The Virginia Tech Shootings

April 19th, 2007

Universities should act quickly and institute compulsory courses in ethics and human kindness. We can show a substantial number of people that goodwill provides positive benefits.

I hate to say this, but when you provoke people, it is then pretty easy to run around saying that they might be a danger to you or someone else.

In Vancouver during 1982, Professor Wolf Wolfensburger, Syracuse University, New York, argued that thousands of mentally handicapped people die in North American prisons and psychiatric institutions from massive doses of mind-altering drugs, or when emergency or intensive-care treatments are withheld, or due to society’s mistreatment of them: Hard proof is often unavailable: “If Germany had won the war,” he said, comparing the present to the past, “we’d never have seen the evidence.”

Yes, and with Wolfensburger’s statement in mind, many of us would like to see the health-science industry allocate a tiny bit of its wealth to the creation and maintenance of a not-for-profit depository for patients’ narratives, perhaps something similar to the Kenneth Donaldson Archives for the Autobiographies of Psychiatric Survivors (see http://www.successfulschizophrenia.org/kdarch.html).

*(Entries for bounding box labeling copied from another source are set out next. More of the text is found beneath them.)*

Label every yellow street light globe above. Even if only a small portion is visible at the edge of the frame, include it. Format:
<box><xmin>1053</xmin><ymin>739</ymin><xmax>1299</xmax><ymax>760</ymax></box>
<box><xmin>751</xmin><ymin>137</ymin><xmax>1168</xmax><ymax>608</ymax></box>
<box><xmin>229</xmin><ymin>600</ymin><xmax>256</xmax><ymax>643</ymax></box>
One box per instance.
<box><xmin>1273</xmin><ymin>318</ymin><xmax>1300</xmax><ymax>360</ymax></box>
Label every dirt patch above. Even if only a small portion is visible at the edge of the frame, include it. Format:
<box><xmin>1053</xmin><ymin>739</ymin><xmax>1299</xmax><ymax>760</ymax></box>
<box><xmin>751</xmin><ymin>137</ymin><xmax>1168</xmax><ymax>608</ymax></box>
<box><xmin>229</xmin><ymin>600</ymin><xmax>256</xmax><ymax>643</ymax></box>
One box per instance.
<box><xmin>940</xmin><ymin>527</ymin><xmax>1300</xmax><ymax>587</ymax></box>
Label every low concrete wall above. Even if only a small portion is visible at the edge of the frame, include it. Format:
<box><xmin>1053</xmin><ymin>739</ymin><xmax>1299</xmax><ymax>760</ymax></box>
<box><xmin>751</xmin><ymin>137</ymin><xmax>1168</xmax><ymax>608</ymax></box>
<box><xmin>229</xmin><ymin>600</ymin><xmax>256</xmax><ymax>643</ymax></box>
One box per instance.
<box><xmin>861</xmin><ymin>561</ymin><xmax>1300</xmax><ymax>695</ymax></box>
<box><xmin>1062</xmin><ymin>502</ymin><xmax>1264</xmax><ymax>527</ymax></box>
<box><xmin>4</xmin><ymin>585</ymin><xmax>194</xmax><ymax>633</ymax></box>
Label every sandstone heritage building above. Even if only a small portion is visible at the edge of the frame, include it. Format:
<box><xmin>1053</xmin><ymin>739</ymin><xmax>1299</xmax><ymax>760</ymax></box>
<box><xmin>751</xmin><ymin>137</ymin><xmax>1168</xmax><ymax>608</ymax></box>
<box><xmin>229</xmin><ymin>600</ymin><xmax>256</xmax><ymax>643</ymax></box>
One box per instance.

I have not investigated the Donaldson depository. Al Siebert, a co-founder of the archive, writes, “One day there will be archives of psychiatric abuses similar to the archives that now document Holocaust atrocities. This Archives exists to provide psychiatric survivors with a place to preserve for future generations the unpublished autobiographies of their experiences. The Archives was founded in 1980 when Ken Donaldson, author of Insanity Inside Out and Al Siebert, author of Peaking Out: How My Mind Broke Free from the Delusions in Psychiatry, discovered that many psychiatric survivors have written manuscripts about their experiences but are rarely successful in getting their books published.”